Hi Kirsten! And Kirsten’s readers! Thank you so much for letting me post on your blog.
One of my favorite parts about The Eternal Ones was how Haven had to adjust her view of Iain. How she had ideas about what she thought/hoped/remembered he would be like, but then she continually had to alter her those ideas to fit the actual person, the real situation. I loved that.
I think that having high expectations for a person or an event—and then having to react to the actual person or situation—is something that happens to us over and over again. I remember being a kid and finally getting to Disneyland after really wanting to go and assessing myself on all the rides, Am I having enough fun? Is this as amazing as I thought it would be?
And it seems like another one of those high-expectation events is Prom.

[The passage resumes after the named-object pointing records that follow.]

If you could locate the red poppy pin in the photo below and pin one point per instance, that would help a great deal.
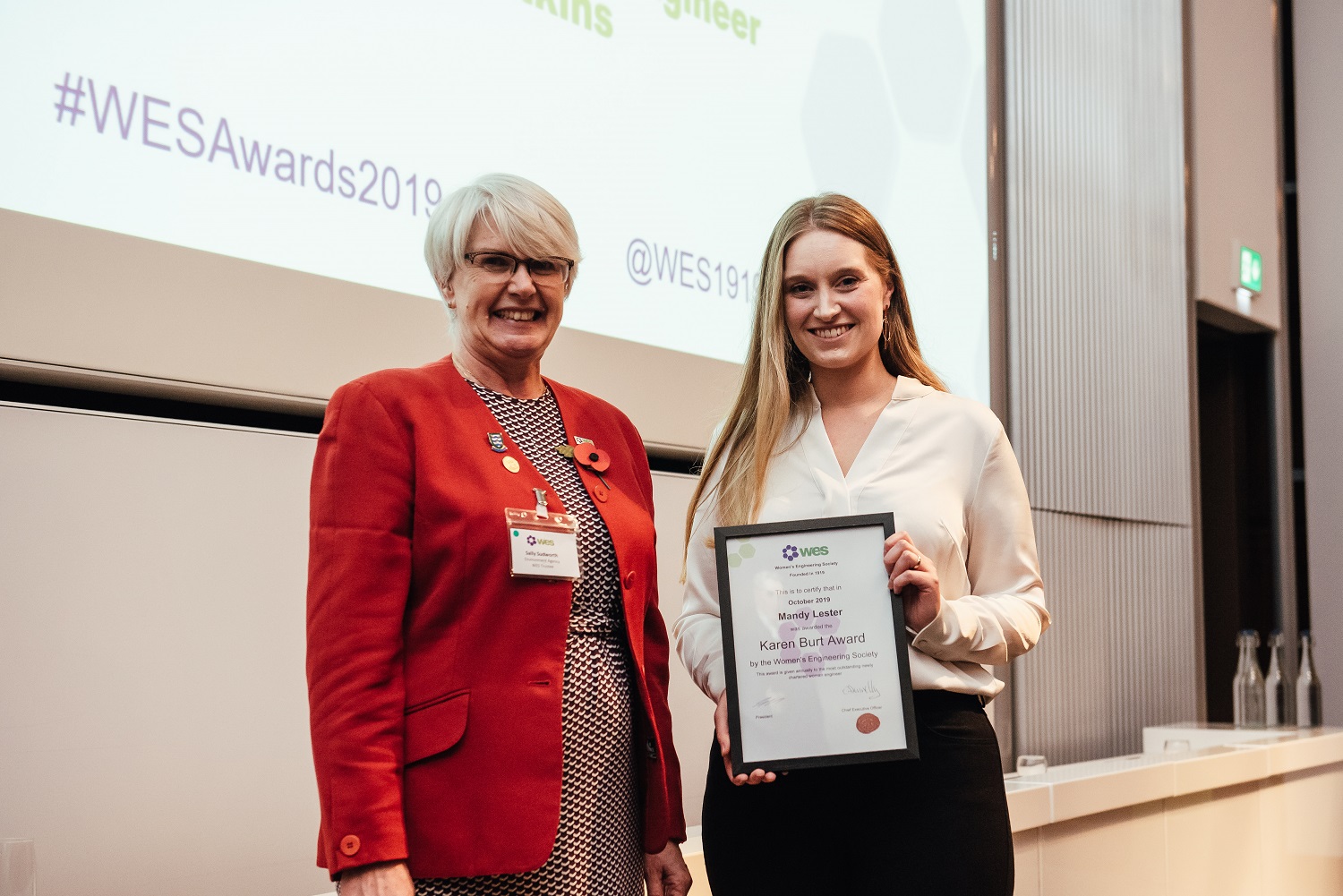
(590, 456)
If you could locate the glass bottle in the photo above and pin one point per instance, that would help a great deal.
(1248, 684)
(1310, 699)
(1276, 692)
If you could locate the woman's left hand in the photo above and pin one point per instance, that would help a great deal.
(915, 579)
(666, 874)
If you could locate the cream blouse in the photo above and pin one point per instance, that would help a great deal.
(943, 466)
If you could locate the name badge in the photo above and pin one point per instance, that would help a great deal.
(543, 546)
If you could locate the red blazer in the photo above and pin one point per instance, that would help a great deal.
(434, 678)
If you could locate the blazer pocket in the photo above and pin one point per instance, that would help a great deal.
(435, 727)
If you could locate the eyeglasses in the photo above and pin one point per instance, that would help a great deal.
(551, 270)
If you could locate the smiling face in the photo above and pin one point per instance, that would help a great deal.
(834, 301)
(504, 322)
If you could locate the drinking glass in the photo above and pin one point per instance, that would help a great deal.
(1028, 766)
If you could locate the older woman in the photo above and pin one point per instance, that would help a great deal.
(840, 414)
(485, 723)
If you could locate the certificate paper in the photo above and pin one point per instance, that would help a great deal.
(814, 645)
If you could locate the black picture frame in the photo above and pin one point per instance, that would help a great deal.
(900, 643)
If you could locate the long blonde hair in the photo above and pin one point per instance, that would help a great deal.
(775, 375)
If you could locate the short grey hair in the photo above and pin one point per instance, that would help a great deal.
(531, 220)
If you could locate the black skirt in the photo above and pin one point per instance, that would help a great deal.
(921, 826)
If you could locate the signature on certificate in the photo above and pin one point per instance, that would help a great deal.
(867, 691)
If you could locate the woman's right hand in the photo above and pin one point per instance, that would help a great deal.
(383, 879)
(720, 729)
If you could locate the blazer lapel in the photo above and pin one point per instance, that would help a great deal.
(615, 507)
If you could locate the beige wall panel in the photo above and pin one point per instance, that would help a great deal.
(85, 298)
(155, 735)
(1099, 367)
(1233, 150)
(1303, 832)
(1098, 360)
(1115, 853)
(1319, 134)
(1203, 831)
(1117, 656)
(1026, 855)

I noticed this when I went to Prom myself and I noticed it again when I was teaching high school and chaperoning Prom.
Prom is supposed to be awesome and wonderful and amazing and even if we don’t personally care about our Prom, it seems like it’s still one of those hallmarks of teenage experience and so other people expect it to be amazing for us. So we do what we can to maximize the experience in our favor: try to find the perfect dress, hope for the perfect date, etc.
In Matched, the opening scene (the Match Banquet) is kind of like Prom taken to extremes (and without the dancing). Cassia, the main character, is wearing a beautiful dress and she’s nervous and excited because she’s been looking forward to this night for a very long time. And now she’s about to find out who her Match—the boy she’s chosen to marry—will be. She doesn’t know his name or anything about him, but after tonight that will all change.
So what happens after? How does Cassia have to adjust her view of what her Match would be to fit the actual person, the actual experience? That part, both in fiction (The Eternal Ones!) and in real life, is often the most challenging and exciting to explore.